Et le journal de poursuivre sur les dernières mesures gouvernementales : pour dissoudre les bandes de jeunes dans les cités, « la diffusion d’une chanson de Christophe Maé, suivie de la diffusion d’odeurs : un extrait de jus de chaussette de Xavier Darcos mêlé à un extrait d’haleine de Brice Hortefeux, auquel on rajoute un extrait de Jean-Marie Bigard ».

Dans le paysage médiatique édulcoré, l’univers de la Présipauté de Groland, dont la réalité parvient à la face du monde à travers son journal télé, détonne. Avec son poids de justesse dans le trait grossi. Un univers porté par une bande de joyeux drilles irrespectueux, en dehors du bal des dupes, auquel le philosophe « Bernard Henry Siné » ajoute quelques sentences comme des notes de bas de page. « J’ai la chance d’être là où j’ai envie d’être, reconnaît Moustic. J’y trouve mon compte. Mais, en dehors de mon cas personnel, la liberté d’expression, on l’a toujours eue. Même La Fontaine l’avait. Imaginons que j’appelle Teckel le président de la République, que je dessine et parle du Teckel en me foutant de sa gueule. Ce ne sera évidemment pas agrémenté de gros mots, ni de reprises de ses discours. Mais il saura que le Teckel, c’est lui. Le public averti aussi. Il s’agit d’utiliser les métaphores, les images. Pour autant, s’il existe encore une liberté d’expression, il existe aussi une manière de faire taire les gens : en supprimant les programmes, en déplaçant les cases horaires. »

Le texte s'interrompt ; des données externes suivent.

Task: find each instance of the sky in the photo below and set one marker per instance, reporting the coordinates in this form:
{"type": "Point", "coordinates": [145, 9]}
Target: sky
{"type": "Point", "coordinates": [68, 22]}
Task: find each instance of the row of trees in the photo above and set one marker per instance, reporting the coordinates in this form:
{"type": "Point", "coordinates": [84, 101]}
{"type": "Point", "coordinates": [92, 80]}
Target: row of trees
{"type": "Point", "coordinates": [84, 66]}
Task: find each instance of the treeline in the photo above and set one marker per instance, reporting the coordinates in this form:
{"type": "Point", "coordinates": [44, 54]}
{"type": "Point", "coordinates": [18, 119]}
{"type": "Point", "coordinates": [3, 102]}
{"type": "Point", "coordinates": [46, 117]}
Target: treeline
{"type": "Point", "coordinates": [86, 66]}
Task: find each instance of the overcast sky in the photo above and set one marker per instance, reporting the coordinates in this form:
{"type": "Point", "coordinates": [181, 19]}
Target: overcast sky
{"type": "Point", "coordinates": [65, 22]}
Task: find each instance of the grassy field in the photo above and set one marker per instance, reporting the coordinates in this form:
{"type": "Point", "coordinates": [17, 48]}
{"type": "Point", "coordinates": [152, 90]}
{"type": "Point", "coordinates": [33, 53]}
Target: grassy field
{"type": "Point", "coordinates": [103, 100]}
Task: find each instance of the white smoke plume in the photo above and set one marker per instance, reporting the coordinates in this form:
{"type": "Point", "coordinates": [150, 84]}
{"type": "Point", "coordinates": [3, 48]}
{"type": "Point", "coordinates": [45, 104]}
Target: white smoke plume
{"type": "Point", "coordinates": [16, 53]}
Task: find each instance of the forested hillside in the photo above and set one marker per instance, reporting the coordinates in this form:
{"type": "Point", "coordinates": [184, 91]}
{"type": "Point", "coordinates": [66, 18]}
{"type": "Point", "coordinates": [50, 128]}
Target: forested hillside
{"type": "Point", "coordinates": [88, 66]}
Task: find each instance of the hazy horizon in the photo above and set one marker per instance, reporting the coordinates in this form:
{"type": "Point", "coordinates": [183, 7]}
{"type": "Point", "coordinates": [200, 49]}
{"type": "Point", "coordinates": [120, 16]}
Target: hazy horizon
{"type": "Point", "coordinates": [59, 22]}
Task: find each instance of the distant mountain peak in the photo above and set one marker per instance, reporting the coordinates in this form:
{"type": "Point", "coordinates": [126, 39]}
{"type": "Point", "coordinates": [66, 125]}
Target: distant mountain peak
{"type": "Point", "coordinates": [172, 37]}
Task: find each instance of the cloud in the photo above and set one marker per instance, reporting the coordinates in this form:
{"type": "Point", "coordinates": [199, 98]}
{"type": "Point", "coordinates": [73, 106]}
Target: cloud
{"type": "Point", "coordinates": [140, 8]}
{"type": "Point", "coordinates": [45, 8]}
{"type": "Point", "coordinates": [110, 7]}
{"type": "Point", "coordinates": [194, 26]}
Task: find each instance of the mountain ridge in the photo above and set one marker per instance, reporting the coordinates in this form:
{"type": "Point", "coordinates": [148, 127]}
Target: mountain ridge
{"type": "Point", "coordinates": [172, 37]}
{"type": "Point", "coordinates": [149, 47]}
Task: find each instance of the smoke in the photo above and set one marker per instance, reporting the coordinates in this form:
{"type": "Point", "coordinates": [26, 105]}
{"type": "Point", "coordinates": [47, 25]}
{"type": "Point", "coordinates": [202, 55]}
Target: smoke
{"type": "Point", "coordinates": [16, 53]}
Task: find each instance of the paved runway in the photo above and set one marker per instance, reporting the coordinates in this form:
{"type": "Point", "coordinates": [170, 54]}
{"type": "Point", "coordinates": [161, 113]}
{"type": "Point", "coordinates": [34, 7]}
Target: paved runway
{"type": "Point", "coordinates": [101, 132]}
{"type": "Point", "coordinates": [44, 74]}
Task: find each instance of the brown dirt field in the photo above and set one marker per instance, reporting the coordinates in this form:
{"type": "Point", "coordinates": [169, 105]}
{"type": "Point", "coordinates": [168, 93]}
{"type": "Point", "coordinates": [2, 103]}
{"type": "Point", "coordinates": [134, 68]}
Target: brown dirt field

À Groland, Moustic est un entonnoir, représentant en bout de courses six auteurs. Adepte plutôt du sourire que du rire, il est monté pour la première fois sur scène au théâtre du Rond-Point en décembre dernier. Pour parler de politique à sa manière, au sens de la vie de la cité de tous les jours. Évitant l’attaque systématique, le duel frontal, et se plaçant au rayon absurde, son credo, non dépourvu de sens, à travers une série de petites scènes anecdotiques. Sans manquer de charge poétique. « Je préfère m’écarter du rentre-dedans grande gueule, de la fanfaronnade, au profit de la subtilité, de la finesse. Entre l’humour et la politique, il s’agit de lire entre les lignes. Sarkozy utilise l’agressivité frontale, vient sur le terrain propre à certains humoristes pour justement les banaliser. D’où la volonté de répliquer par l’absurde. On peut répondre par un peu plus d’écriture, de clins d’œil. Tout l’enjeu est d’être plus subtil que les politiques. Dans cet exercice, la réaction est plus lente que l’action. Elle demande du recul pour mieux analyser. Les meilleurs sketches politiques, à mon sens, sont ceux qui sont écrits, racontent une histoire. »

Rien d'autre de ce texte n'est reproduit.